Pada tahap permulaan, respon anak terhadap stimulus yang ada pada mainan tadi biasanya tidak tepat atau setidak-tidaknya tidak teratur. Namun, berkat latihan dan pengalaman berulang-ulang lambat laun ia menguasai dan akhirnya dapat memainkan mobil-mobilan dengan baik dan sempurna.
Sehubungan dengan contoh itu belajar dapat dipahami sebagai proses yang dengan proses itu sebuah tingkah laku ditimbulkan atau diperbaiki serentetan reaksi atas situasi atau rangsangan yang ada.
4.      Arti Penting Belajar
Belajar adalah key term (istilah kunci) yang paling vital dalam setiap unsur pendidikan, sehingga tanpa belajar sesungguhnya tap pernah ada pendidikan sebagai suatu proses, belajar hampir selalu mendapat tempat yang luas dalam berbagai disiplin ilmu yang Berkaitan dengan upaya pendidikan, misalnya psikologi pendidikan. Karena demikian pentingnya arti belajar, maka bagian terbesar upaya riset dan eksperimen psikologi pendidikanpun diarahkan pada tercapainya pemahaman yang lebih luas dan mendalam menguasai prose perubahan manusia itu.[5]

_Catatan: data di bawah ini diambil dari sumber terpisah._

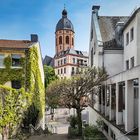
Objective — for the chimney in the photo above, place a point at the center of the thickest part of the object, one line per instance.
(34, 37)
(95, 9)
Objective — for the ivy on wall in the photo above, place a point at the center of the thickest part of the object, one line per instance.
(8, 73)
(30, 76)
(13, 103)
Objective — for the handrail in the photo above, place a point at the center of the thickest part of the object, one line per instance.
(35, 128)
(126, 133)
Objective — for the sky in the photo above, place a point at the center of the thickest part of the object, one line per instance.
(20, 18)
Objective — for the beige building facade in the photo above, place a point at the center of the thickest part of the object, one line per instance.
(114, 45)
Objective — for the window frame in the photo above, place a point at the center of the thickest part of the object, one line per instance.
(127, 64)
(127, 38)
(132, 62)
(17, 60)
(132, 34)
(67, 39)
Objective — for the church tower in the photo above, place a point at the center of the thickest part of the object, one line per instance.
(64, 34)
(67, 60)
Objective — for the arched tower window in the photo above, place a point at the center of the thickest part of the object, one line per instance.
(56, 41)
(72, 41)
(67, 39)
(60, 40)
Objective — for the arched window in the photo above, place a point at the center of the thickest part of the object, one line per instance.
(60, 39)
(67, 39)
(72, 41)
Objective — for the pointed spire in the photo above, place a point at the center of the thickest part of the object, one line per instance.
(64, 12)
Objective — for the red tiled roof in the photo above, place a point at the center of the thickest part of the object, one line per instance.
(12, 44)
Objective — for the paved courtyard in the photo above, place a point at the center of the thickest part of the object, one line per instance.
(51, 137)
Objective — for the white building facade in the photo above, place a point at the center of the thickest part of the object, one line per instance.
(115, 45)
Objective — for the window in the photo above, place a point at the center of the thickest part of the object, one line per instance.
(105, 127)
(16, 84)
(65, 61)
(91, 57)
(112, 135)
(61, 71)
(16, 60)
(64, 70)
(1, 60)
(127, 38)
(91, 36)
(61, 62)
(73, 60)
(131, 34)
(56, 41)
(132, 62)
(72, 72)
(72, 41)
(127, 64)
(67, 39)
(60, 39)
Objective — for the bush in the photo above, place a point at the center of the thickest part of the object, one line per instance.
(72, 132)
(73, 121)
(90, 131)
(93, 132)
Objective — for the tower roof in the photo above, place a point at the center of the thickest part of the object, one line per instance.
(64, 23)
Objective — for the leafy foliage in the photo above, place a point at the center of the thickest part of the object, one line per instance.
(75, 92)
(49, 75)
(73, 121)
(13, 103)
(9, 74)
(34, 85)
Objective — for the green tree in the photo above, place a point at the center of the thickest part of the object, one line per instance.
(13, 103)
(75, 92)
(49, 75)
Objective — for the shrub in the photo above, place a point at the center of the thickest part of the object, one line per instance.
(93, 132)
(73, 121)
(90, 131)
(72, 132)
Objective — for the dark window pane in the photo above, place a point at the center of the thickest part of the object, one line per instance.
(16, 84)
(16, 60)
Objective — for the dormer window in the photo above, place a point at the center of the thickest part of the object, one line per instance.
(1, 60)
(16, 84)
(131, 34)
(67, 39)
(127, 38)
(16, 60)
(60, 40)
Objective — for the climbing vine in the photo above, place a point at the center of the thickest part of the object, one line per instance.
(8, 73)
(14, 104)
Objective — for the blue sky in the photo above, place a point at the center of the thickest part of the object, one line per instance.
(20, 18)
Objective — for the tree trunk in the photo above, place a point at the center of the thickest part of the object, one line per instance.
(5, 133)
(79, 121)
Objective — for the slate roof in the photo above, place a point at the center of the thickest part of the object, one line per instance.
(64, 23)
(107, 26)
(72, 52)
(15, 44)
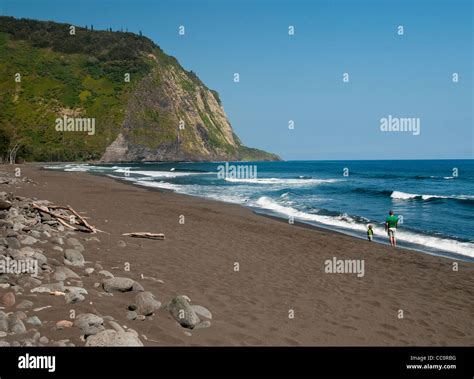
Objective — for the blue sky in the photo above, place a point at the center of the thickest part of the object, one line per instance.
(299, 77)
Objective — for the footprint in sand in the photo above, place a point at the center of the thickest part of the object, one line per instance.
(388, 326)
(374, 303)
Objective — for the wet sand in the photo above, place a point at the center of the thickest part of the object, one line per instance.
(281, 273)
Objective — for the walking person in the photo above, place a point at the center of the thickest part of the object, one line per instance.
(391, 224)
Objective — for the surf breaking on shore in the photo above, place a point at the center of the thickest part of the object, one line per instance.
(284, 207)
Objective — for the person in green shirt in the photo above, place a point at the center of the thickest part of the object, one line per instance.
(391, 227)
(370, 233)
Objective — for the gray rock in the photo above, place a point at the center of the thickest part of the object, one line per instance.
(78, 290)
(118, 284)
(3, 322)
(145, 304)
(49, 287)
(182, 312)
(33, 320)
(24, 304)
(203, 325)
(62, 273)
(105, 274)
(8, 299)
(74, 258)
(17, 326)
(57, 241)
(89, 323)
(40, 257)
(137, 287)
(73, 297)
(111, 337)
(27, 240)
(29, 281)
(202, 312)
(36, 234)
(44, 340)
(13, 243)
(5, 204)
(75, 244)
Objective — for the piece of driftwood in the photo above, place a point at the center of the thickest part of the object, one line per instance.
(153, 236)
(62, 222)
(83, 220)
(75, 221)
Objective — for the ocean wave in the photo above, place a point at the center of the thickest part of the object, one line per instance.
(347, 222)
(410, 196)
(157, 174)
(281, 181)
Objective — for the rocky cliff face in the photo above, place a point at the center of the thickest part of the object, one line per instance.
(164, 113)
(171, 117)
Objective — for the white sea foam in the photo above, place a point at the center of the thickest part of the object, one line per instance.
(407, 196)
(281, 181)
(157, 174)
(346, 222)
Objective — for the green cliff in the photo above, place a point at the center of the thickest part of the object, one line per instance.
(75, 94)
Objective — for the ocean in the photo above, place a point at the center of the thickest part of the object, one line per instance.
(434, 199)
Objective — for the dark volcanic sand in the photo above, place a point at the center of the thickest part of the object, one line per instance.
(281, 268)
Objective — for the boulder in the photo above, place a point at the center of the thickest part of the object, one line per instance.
(74, 258)
(89, 323)
(145, 304)
(8, 300)
(118, 284)
(5, 204)
(202, 312)
(62, 273)
(182, 312)
(112, 337)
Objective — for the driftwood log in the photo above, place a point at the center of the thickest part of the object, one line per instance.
(75, 221)
(153, 236)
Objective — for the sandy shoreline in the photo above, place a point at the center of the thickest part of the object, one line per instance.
(281, 272)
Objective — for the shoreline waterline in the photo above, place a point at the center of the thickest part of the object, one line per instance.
(262, 211)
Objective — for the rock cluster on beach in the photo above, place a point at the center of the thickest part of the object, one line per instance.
(44, 265)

Belajar memainkan peran penting dalam mempertahankan kehidupan sekelompok umat manusia (bangsa) di tengah-tengah persiapan yang semakin ketat di antara bangsa-bangsa lainnya yang lebih maju karena belajar.
Dalam perspektif keagamaanpun belajar merupakan kewajiban bagi setiap muslim dalam rangka memperoleh ilmu pengetahuan sehingga derajat kehidupannya meningkat. Hal ini dinyatakan dalam QS. Al-Mujadalah ayat 11, yang artinya “……niscaya Allah akan meningkatkan beberapa derajat kepada orang-orang yang beriman dan berilmu”.

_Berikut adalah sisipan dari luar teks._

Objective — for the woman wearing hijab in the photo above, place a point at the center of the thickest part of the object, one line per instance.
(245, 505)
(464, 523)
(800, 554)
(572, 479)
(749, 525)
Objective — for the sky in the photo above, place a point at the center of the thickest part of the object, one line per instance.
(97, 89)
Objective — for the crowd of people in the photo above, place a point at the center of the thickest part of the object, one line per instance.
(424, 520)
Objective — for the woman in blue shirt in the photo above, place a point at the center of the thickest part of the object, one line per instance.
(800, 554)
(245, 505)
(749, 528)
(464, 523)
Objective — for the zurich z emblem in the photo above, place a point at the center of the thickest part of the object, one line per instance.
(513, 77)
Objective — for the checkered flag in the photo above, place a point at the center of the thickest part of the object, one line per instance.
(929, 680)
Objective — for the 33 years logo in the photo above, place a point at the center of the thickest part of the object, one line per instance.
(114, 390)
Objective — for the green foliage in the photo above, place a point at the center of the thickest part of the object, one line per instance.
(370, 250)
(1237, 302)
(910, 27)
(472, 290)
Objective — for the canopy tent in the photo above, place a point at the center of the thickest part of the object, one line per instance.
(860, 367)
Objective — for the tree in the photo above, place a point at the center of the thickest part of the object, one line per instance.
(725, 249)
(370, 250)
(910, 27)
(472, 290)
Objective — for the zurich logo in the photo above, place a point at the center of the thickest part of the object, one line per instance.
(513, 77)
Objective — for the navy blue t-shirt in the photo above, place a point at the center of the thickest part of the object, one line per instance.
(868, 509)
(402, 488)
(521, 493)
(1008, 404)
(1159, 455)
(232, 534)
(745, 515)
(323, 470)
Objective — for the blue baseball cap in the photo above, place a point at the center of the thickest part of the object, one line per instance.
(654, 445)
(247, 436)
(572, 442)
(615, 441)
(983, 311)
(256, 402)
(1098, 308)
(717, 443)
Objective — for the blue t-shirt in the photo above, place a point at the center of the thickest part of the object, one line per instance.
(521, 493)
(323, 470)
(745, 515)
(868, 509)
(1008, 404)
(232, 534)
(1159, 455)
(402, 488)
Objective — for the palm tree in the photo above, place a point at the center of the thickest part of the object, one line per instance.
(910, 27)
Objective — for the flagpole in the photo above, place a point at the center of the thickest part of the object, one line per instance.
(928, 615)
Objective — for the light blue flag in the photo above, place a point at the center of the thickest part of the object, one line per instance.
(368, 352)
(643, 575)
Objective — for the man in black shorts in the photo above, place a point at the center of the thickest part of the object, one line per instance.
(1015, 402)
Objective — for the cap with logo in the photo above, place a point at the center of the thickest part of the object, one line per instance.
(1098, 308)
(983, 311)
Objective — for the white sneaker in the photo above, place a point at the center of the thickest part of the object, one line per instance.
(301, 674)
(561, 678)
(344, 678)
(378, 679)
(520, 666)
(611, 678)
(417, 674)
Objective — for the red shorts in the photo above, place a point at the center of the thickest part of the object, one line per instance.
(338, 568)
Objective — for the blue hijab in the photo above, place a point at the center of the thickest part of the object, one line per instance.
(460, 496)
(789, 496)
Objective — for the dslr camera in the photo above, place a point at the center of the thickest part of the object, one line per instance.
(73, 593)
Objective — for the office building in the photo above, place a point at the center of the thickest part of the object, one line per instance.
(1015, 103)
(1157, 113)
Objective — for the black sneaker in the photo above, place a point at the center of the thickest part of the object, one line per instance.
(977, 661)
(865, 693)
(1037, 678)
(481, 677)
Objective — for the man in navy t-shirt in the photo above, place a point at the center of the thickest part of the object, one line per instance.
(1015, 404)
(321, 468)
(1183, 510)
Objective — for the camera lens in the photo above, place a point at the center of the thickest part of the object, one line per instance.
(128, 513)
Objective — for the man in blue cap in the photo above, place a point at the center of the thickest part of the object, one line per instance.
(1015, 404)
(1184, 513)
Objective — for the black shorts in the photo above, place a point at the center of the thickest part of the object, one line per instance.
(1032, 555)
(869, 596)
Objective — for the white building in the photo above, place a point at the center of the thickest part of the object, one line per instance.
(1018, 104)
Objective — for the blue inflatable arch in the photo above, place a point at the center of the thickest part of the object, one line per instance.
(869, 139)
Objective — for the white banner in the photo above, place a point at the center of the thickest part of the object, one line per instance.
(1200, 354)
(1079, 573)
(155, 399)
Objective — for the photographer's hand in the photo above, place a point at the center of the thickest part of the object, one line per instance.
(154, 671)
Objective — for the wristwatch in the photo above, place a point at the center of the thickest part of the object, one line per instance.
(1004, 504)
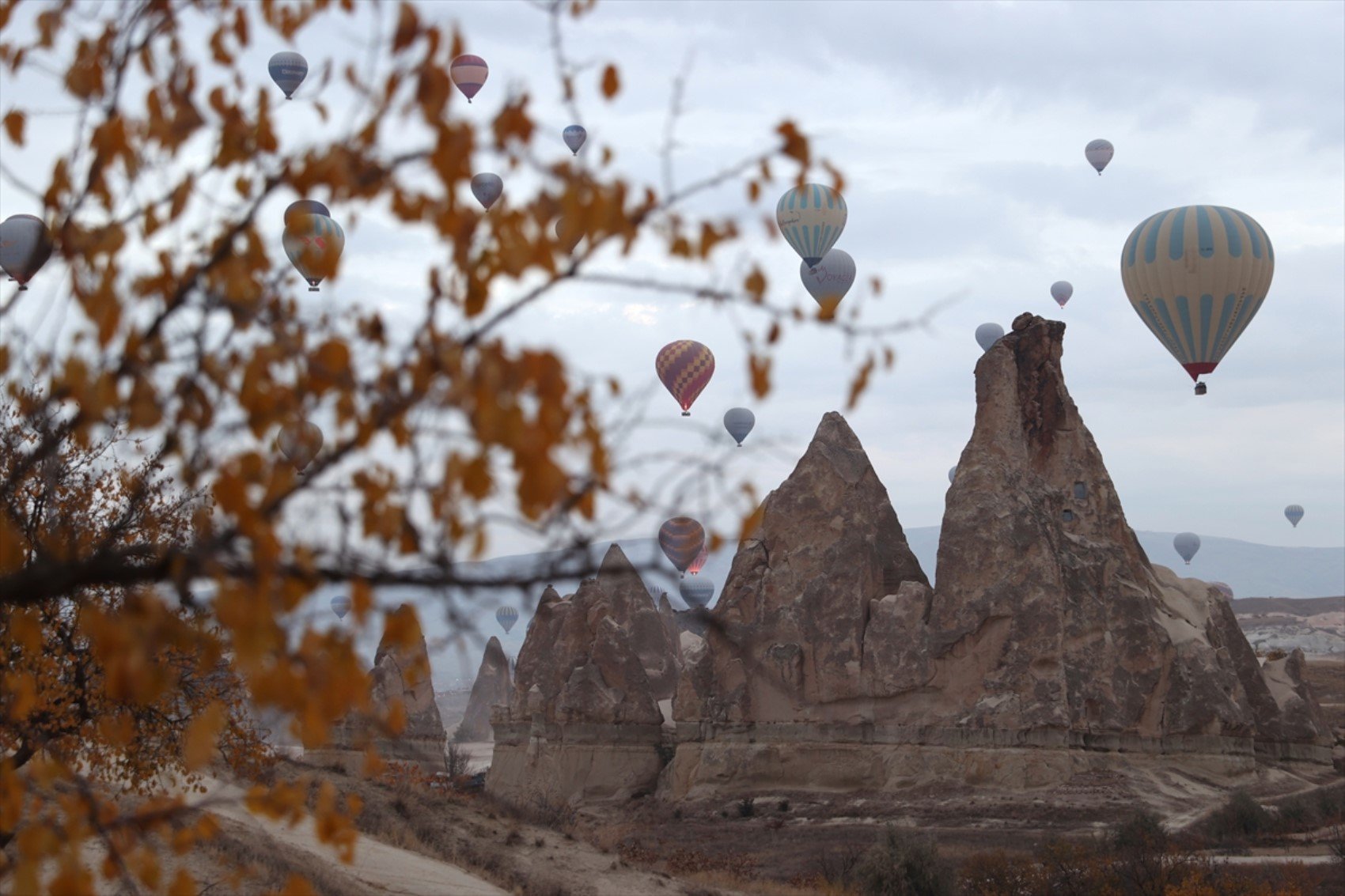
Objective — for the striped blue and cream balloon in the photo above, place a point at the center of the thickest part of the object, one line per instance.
(1196, 276)
(811, 218)
(288, 70)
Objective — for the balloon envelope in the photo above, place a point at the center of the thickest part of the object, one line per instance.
(1060, 291)
(1187, 545)
(1196, 276)
(989, 335)
(296, 210)
(288, 70)
(487, 187)
(681, 539)
(685, 368)
(1099, 153)
(25, 247)
(300, 443)
(313, 245)
(699, 564)
(697, 592)
(574, 138)
(468, 73)
(739, 422)
(811, 218)
(832, 278)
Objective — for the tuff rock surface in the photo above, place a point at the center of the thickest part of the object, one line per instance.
(490, 689)
(603, 656)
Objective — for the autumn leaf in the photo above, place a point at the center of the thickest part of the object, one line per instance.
(13, 127)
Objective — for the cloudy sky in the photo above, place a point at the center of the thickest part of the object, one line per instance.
(960, 130)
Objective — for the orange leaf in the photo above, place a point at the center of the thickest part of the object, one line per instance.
(611, 82)
(13, 127)
(202, 734)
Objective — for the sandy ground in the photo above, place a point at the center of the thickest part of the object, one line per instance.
(378, 867)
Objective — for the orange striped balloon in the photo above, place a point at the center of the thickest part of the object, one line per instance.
(685, 369)
(682, 539)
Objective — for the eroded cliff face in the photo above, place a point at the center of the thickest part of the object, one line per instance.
(1049, 626)
(787, 641)
(490, 689)
(582, 720)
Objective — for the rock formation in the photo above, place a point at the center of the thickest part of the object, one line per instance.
(490, 689)
(582, 720)
(400, 682)
(832, 662)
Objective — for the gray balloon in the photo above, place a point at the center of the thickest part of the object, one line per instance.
(739, 422)
(1293, 514)
(1187, 545)
(989, 335)
(697, 591)
(487, 187)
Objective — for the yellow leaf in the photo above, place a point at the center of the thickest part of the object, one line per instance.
(611, 82)
(202, 734)
(13, 127)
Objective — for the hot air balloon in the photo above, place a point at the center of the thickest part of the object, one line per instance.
(697, 592)
(739, 422)
(296, 210)
(1196, 276)
(699, 564)
(300, 443)
(989, 335)
(1060, 291)
(1099, 153)
(811, 218)
(288, 70)
(313, 245)
(681, 539)
(568, 234)
(340, 606)
(468, 73)
(685, 369)
(832, 278)
(487, 187)
(1187, 545)
(25, 247)
(574, 138)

Seorang siswa yang menempuh proses belajar yang ideal yaitu ditandai munculnya pengalaman-pengalaman psikologi baru yang positif yang diharapkan dapat mengembangkan aneka ragam sikap, sifat dan kecakapan yang konstruktif, bukan kecakapan destruktif (merusak).

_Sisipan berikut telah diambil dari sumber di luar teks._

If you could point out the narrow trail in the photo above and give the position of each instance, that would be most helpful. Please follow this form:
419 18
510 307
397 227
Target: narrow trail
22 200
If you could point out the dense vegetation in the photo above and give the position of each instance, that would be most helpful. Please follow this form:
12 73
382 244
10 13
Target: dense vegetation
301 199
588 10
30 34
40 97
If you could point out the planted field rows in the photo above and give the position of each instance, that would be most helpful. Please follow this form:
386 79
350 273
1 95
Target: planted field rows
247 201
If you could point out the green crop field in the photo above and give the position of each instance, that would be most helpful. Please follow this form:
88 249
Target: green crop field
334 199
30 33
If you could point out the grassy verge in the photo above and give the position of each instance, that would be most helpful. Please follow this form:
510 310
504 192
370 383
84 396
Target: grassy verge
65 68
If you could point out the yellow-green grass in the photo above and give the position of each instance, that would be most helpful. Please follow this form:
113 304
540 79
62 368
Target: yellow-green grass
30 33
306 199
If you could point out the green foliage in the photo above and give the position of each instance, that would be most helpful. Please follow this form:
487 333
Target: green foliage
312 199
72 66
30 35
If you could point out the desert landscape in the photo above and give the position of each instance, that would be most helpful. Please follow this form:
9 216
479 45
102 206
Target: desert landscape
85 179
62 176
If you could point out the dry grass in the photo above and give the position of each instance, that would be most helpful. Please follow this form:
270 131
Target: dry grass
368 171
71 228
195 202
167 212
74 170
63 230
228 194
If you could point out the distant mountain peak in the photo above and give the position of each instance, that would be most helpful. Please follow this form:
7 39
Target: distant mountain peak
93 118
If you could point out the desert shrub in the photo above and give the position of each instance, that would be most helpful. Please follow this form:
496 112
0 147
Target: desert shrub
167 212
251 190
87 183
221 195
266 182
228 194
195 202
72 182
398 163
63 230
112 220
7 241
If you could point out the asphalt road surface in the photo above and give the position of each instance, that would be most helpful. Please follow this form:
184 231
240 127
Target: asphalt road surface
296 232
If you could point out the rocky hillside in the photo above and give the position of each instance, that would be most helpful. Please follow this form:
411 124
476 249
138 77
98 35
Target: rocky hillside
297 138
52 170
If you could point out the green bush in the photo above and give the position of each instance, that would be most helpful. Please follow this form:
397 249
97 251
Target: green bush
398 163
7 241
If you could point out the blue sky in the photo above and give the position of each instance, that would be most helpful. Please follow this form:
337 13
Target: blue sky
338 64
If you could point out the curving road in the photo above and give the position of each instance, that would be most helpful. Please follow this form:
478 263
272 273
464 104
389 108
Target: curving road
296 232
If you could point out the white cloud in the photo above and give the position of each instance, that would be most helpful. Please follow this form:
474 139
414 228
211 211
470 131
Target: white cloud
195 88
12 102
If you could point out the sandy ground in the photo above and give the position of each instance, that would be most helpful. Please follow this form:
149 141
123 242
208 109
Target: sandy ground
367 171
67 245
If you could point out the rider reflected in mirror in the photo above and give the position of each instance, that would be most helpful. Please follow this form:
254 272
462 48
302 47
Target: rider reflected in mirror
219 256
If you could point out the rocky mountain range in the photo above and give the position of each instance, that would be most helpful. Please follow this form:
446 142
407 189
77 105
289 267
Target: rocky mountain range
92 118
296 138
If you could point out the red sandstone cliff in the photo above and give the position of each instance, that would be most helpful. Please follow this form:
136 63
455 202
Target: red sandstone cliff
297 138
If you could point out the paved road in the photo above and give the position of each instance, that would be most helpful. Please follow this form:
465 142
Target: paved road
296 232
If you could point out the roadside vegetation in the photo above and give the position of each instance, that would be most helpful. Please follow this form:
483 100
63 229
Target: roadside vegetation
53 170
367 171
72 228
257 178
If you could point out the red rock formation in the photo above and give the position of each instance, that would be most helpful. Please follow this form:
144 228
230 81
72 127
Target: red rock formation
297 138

5.      Belajar, Memori serta Pengetahuan dalam Perspektif Psikologi dan Agama
a.      Perspektif Psikologi
Menurut para ahli psikologi pendidikan, khususnya yang tergolong cognitifist (ahli sains kognitif), sepakat bahwa hubungan antara belajar, memori dan pengetahuan sangat erat dan tidak mungkin dipisahkan. Memori yang biasanya kita artikan sebagai ingatan itu sesungguhnya adalah fungsi mental yang menangkap informasi dari stimulus, dan ia merupakan storage system, yakni sistem Penyimpanan informasi dan pengetahuan yang terdapat di dalam otak manusia.
Dalam otak kita ada yang dinamakan skema (skema kognitif) adalah semacam file yang berisi informasi dan pengetahuan sejenis seperti linguistic schema untuk memahami kalimat. Cultural skema untuk menafsirkan mitos dan kepercayaan adat dan seterusnya. Skema ini berada dalam sebuah kumpulan yang disebut schemata atau schemas (jamak dari schema) yang tersimpan dalam sub sistem akal permanen manusia.
Menurut Best, setiap informasi yang kita terima sebelum masuk dan diproses oleh sub sistem akal pendek (short term memory) terlebih dahulu di simpan sesaat atau Tepatnya lewat karena dalam waktu sepersekian detik yang disebut sensory memory alias sensory register yakni subsistem penyimpanan pada saraf indera penerima informasi dalam dunia kedokteran subsistem ini disebut “syaraf sensori” yang berfungsi mengirimkan influsi ke otak.[6]
Ditinjau dari sifat dan cara penerapannya, ilmu pengetahuan terdiri atas dua macam, yakni; declarative knowledge dan procedural knowledge. Pengetahuan deklaratif dan prosedural proporsional ialah pengetahuan mengenai informasi factual yang pada umumnya berfsifat statis-nomatif dan dapat dijelaskan secara lisan isi pengetahuan ini berupa konsep-konsep yang dapat ditularkan kepada orang lain melalui ekspresi tulisan/lisan dengan demikian pengetahuan deklaratif adalah knowing that atau “mengetahui bahwa”. Juga disebut state able concept and fact, yaitu konsep dan fakta yang dapat dinyatakan melalui ekspresi lisan.[7]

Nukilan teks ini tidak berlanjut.